The size of the sample makes it possible to research questions that are focused on subgroups within the wider LGBTQIA+ umbrella. For example, Annesa Flentje, Ph.D., associate director of The PRIDE Study and its site director at the University of California, San Francisco, is using All of Us data to explore whether stress among SGM people leads to biological differences in inflammatory markers among those with and without HIV.
“That is the type of question you wouldn’t be able to ask unless you had a really large dataset of sexual and gender minority people and their biometric measures. All of Us creates a large enough sample size for statistically meaningful questions to be asked,” she said.
Dr. Flentje’s research with All of Us data is supported by an NIH grant. She’s also looking at how stress levels relate to substance use across different SGM groups.
“It’s been fun to be able to do this research project because PRIDEnet has done so much outreach and support for All of Us.
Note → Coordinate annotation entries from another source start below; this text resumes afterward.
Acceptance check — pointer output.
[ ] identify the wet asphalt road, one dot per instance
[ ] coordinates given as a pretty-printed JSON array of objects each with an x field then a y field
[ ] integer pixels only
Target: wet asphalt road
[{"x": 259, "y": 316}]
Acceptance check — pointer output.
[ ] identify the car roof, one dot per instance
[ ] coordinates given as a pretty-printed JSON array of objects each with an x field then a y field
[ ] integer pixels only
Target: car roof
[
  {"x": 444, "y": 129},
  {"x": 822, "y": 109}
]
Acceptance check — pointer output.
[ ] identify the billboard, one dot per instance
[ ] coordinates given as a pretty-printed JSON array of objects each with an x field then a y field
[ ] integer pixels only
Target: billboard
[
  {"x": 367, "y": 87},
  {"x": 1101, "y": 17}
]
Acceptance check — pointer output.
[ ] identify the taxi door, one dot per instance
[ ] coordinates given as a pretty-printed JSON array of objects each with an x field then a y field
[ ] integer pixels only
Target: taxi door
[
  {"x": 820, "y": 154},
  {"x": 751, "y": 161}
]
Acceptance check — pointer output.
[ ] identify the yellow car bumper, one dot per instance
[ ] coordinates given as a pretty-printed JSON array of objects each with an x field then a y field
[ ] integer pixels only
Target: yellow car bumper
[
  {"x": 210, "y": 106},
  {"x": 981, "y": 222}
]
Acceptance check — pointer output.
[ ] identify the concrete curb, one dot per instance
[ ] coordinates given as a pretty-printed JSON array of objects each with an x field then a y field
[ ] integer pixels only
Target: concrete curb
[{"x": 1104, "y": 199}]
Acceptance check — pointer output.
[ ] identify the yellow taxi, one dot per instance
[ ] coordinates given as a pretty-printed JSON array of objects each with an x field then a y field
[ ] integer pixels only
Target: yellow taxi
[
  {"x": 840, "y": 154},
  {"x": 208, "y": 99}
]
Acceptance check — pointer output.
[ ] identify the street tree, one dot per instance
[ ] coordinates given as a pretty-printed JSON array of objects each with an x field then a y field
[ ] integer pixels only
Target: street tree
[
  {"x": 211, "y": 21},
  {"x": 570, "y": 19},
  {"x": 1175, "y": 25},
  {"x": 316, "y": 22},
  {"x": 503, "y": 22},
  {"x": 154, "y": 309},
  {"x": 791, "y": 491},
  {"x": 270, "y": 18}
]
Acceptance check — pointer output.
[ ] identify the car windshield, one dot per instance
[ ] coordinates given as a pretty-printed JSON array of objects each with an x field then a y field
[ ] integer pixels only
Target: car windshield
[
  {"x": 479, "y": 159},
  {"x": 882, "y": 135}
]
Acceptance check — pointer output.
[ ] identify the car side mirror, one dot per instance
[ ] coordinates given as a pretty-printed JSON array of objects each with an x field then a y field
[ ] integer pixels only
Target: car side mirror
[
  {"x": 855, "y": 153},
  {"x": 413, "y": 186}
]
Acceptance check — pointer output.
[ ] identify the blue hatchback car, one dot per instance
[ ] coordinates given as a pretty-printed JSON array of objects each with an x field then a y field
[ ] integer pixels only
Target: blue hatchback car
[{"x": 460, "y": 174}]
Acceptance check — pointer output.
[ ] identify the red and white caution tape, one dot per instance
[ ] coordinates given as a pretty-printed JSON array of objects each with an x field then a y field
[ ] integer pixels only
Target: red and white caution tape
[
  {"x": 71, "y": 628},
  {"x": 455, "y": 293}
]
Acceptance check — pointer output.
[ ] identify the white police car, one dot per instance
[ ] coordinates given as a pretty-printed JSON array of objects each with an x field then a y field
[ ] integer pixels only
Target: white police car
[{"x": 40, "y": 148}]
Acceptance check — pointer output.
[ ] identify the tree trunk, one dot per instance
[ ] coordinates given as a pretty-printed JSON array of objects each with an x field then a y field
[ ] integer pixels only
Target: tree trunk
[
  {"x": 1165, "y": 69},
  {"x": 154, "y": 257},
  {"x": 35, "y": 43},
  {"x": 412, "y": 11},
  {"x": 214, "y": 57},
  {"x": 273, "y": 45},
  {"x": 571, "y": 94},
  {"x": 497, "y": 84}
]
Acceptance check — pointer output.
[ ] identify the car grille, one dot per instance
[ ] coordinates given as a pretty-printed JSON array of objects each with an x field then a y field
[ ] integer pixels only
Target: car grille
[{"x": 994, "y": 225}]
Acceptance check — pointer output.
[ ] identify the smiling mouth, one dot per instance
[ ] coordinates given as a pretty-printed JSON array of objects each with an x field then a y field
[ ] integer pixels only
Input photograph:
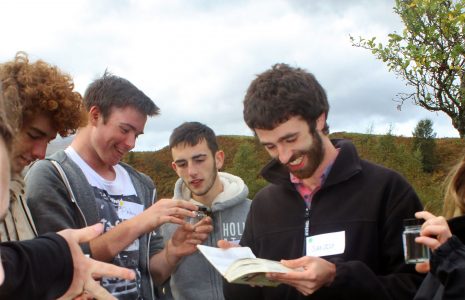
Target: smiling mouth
[{"x": 196, "y": 182}]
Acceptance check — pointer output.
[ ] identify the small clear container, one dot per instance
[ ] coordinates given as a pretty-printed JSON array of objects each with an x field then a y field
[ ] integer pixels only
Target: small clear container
[
  {"x": 199, "y": 215},
  {"x": 413, "y": 252}
]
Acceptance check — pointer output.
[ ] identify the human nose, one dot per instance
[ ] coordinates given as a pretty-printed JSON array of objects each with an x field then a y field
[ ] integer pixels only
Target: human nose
[
  {"x": 192, "y": 170},
  {"x": 39, "y": 150},
  {"x": 130, "y": 141},
  {"x": 284, "y": 154}
]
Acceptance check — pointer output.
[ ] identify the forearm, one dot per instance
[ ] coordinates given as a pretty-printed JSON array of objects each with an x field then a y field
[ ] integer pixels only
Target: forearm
[
  {"x": 108, "y": 245},
  {"x": 32, "y": 270},
  {"x": 163, "y": 264}
]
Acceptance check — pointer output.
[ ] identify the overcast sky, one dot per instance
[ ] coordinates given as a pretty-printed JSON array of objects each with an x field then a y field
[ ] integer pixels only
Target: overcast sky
[{"x": 196, "y": 58}]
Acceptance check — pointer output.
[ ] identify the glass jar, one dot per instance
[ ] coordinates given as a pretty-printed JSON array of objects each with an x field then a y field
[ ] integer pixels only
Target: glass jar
[
  {"x": 413, "y": 252},
  {"x": 201, "y": 213}
]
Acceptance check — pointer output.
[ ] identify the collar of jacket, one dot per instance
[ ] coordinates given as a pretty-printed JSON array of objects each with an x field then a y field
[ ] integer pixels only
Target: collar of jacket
[{"x": 346, "y": 165}]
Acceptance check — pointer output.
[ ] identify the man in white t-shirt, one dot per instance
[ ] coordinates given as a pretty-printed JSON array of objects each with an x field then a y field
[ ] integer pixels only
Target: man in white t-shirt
[{"x": 87, "y": 183}]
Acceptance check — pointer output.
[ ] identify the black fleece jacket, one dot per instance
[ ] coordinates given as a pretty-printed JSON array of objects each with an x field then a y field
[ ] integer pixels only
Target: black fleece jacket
[
  {"x": 41, "y": 268},
  {"x": 365, "y": 200}
]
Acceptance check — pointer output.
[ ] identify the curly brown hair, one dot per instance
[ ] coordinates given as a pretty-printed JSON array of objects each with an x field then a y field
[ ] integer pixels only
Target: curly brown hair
[
  {"x": 6, "y": 130},
  {"x": 41, "y": 88}
]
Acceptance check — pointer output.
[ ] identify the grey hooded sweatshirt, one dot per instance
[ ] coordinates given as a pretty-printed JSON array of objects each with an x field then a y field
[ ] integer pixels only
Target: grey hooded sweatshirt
[{"x": 194, "y": 277}]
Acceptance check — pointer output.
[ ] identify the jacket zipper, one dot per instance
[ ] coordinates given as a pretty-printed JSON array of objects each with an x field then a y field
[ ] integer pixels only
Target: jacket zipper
[{"x": 306, "y": 228}]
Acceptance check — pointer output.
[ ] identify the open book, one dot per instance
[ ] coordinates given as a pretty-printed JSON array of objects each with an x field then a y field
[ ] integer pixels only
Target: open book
[{"x": 239, "y": 265}]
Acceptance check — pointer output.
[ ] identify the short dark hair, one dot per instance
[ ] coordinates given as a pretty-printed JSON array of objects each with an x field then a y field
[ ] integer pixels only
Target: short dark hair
[
  {"x": 283, "y": 92},
  {"x": 192, "y": 133},
  {"x": 112, "y": 91}
]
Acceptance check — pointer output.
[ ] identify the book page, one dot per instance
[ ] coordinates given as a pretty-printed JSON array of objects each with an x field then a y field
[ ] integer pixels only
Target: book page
[{"x": 221, "y": 259}]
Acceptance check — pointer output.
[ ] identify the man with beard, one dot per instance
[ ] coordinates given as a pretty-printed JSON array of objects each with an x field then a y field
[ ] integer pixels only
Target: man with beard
[
  {"x": 333, "y": 217},
  {"x": 196, "y": 160}
]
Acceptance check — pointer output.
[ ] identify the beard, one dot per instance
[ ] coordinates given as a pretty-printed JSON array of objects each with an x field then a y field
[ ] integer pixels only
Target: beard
[{"x": 314, "y": 154}]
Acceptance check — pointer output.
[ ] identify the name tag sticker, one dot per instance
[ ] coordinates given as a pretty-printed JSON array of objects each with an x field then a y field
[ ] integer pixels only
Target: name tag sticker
[
  {"x": 127, "y": 210},
  {"x": 326, "y": 244}
]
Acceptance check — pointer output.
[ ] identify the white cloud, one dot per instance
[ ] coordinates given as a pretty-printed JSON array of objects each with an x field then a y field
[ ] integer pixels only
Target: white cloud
[{"x": 196, "y": 58}]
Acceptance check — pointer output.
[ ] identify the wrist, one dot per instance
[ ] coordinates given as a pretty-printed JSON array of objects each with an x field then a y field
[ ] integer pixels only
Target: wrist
[{"x": 171, "y": 258}]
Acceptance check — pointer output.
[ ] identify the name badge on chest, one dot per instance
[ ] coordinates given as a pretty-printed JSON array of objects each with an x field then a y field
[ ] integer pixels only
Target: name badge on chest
[
  {"x": 127, "y": 209},
  {"x": 326, "y": 244}
]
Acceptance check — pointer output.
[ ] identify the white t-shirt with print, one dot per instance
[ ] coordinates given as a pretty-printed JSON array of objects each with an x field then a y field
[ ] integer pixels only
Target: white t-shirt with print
[{"x": 116, "y": 201}]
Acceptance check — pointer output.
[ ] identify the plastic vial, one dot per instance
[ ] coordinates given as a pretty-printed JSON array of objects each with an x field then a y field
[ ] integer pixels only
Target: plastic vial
[
  {"x": 199, "y": 215},
  {"x": 413, "y": 252}
]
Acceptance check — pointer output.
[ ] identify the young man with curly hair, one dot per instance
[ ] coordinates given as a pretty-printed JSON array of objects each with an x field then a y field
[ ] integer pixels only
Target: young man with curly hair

It’s been really incredible to actually be able to come in and use the data and see what that side of things is like in the Researcher Workbench after partnering with All of Us to engage and now enroll participants,” she said.
The availability of All of Us data may also motivate other researchers to study the health of LGBTQIA+ people, even if the LGBTQIA+ community is not their primary research focus. “It’s a smaller lift to look at your data by sexual orientation or gender identity because the data have already been collected in All of Us," explained Karen Parker, Ph.D., M.S.W., director of the NIH Sexual and Gender Minority Research Office. Dr. Parker suggests that this dataset might help build the field of SGM research as Ph.D. students, for example, harness its potential in their dissertations. “We want more people focused on SGM research, and we want people–no matter what they study—to consider SGM populations in their research,” she said.
Improved Care for LGBTQIA+ Patients
All of Us may soon have the world’s largest biomedical dataset of people who identify as LGBTQIA+, according to Dr. Lunn. He believes the potential for future scientific research is enormous because of the combination of data types available through the Researcher Workbench.
“We’ll have wearable data, and we’ll have whole genome sequences. There’ll be a bunch of things that will help accelerate LGBTQIA+ health research,” he said.
By furthering research about LGBTQIA+ communities, All of Us may ultimately improve patient care. Dr. Lunn suggests that researchers using the All of Us dataset could provide evidence-based studies that will one day shape how medical students learn to provide the most inclusive care for LGBTQIA+ people.
In addition, he hopes that the dataset will help researchers document how stigma and discrimination have affected LGBTQIA+ people’s physical and mental health and their resilience.
“It’s not all doom and gloom all the time,” Dr. Lunn said. “What makes LGBTQIA+ people resilient? We’ve been around for centuries to millennia. How do we stay resilient in the face of discriminatory policies or life experiences? These are questions we can address in the future.”